Устроившись ближе к салатнице, не обращая внимания на предостерегающие гримасы матери, я накладывал себе уже третью тарелку, а в промежутках смаковал привезённым из Германии, но сделанным в СССР сервелатом. Он был нежно-розовый, со снежными комочками жира и таял на языке, не оставляя после себя ничего, кроме желания взять ещё кусочек, а потом ещё один.


Старинные колокола Кремлёвских Курантов ещё раскачались от сквозняка, просочившегося из-под двери начала новолетья, когда мы принялись прикидывать – как вскрыть кокос.

Мы передавали его из рук в руки, трясли, с блаженной улыбкой прислушиваясь к заветному бульканью, безуспешно царапали консервным ножом, и добивались взаимности при помощи молоточка для отбивания мяса, пока кто-то не догадался принести из кладовки топорик. Впрочем, даже с его помощью кокос поддался весьма неохотно.

Я помню смак того первого кокоса по сей день. Жёсткая мякоть и белесая водичка с запахом лесного ореха. Мне думается, таково же бывает на вкус разочарование. И именно потому не стоит ждать начала новой недели или года, чтобы приступить к чему-либо.


Квартира тёти теперь совершенно пуста. Несмотря на обилие в ней вещей, на покрытые пылью сувениры, посуду и перо совы, заправленное за шляпную ленту на стене.

Тётя дорожила людьми, а вещи… Это не по ним мы будем грустить вечно.

В то недавнее давнее время

Это было в то недавнее давнее время, когда субботнюю газету с телепрограммой охраняли от посягательств домашних хозяек, что норовили оторвать полосочку с края, дабы, обмакнув её во взбитое яичко, смазать пироги, перед тем, как задвинуть противень в печь. Эту самую газету складывали особым образом и следили за тем, чтобы она всю неделю лежала «на своём месте» подле телевизора.

М-да, тогда всё было не так, как нынче. Теперь-то телевизор сам себе на уме, и включится в нужный момент, и сделает вид, что спит, а раньше… Отпечатанную на последней странице газеты программу передач отмечали карандашом, выделяли фломастером, обводили цветной ручкой, чтобы в нужный час щёлкнуть переключатель на телеприёмнике.


Тем же недавним давним временем, в невод ГУМа рано или поздно попадались все: первоклашки и выпускники школ, брачующиеся и юбиляры, праздношатающиеся командировочные, озадаченные, как распорядиться свободным часом пенсионеры и иностранные туристы. В расширенные зрачки последних стекалось видение счастливой жизни в СССР, представлявшееся не иначе, как сном наяву, неправдой, разубедить в которой оказалось проще пареной репы.

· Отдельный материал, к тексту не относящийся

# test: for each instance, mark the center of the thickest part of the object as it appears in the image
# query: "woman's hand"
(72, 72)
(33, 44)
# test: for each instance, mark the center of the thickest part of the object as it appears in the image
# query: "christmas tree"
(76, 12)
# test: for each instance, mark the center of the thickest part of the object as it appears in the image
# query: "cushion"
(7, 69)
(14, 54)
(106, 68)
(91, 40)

Длинная очередь за жирным московским пломбиром таяла куда скорее, чем сам пломбир. Изумлённо разглядывая невиданное доселе кушанье, иноземцы становились в очередь за следующей порцией, не доев предыдущую. Ну, а как вы хотели! Это вам не итальянская невразумительная простывшая масса, оставляющая после себя одно лишь недоумение, и ничего больше.


В переплетения кованной авоськи, оставленной на крыше ГУМа, забиваются крошки метели, словно сладкая сливочная пенка в уголках губ…

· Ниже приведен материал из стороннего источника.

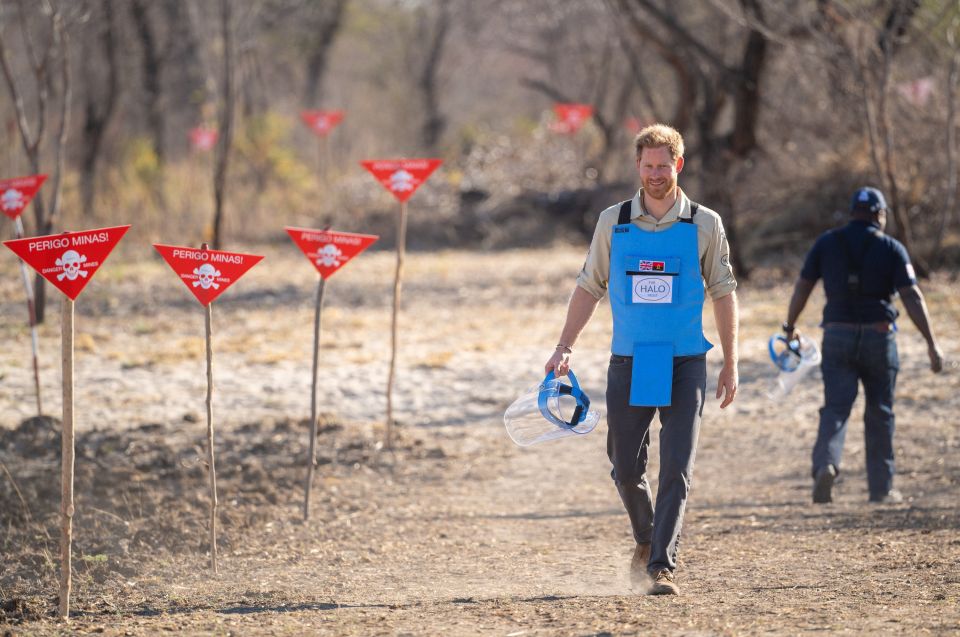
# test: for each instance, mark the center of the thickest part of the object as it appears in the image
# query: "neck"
(659, 207)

И в тот же час, на окраине Москвы некий дальнобойщик подогревал топливный бак своего верного коня паяльной лампой, а его мелкий, но жутко дорогой охотничий пёс бегал подле кругами, справляя малую нужду перед дальней дорогой прямо на колёса. Хозяин с улыбкой присматривал за своим ушастым напарником и вспоминал маленький московский дворик, куда отец его закадычного друга Лёвки заезжал на МАЗе, разворачиваясь перед единственным подъездом двухэтажного дома с откинутым кузовом, и как мечтал он стать таким же лихим шофёром, познать ту самую лошадиную мощь. Но чтобы не на легковой машине, не «барина возить», а настоящим, грузы, и изъездить всю огромную страну вдоль и поперёк, из конца в конец.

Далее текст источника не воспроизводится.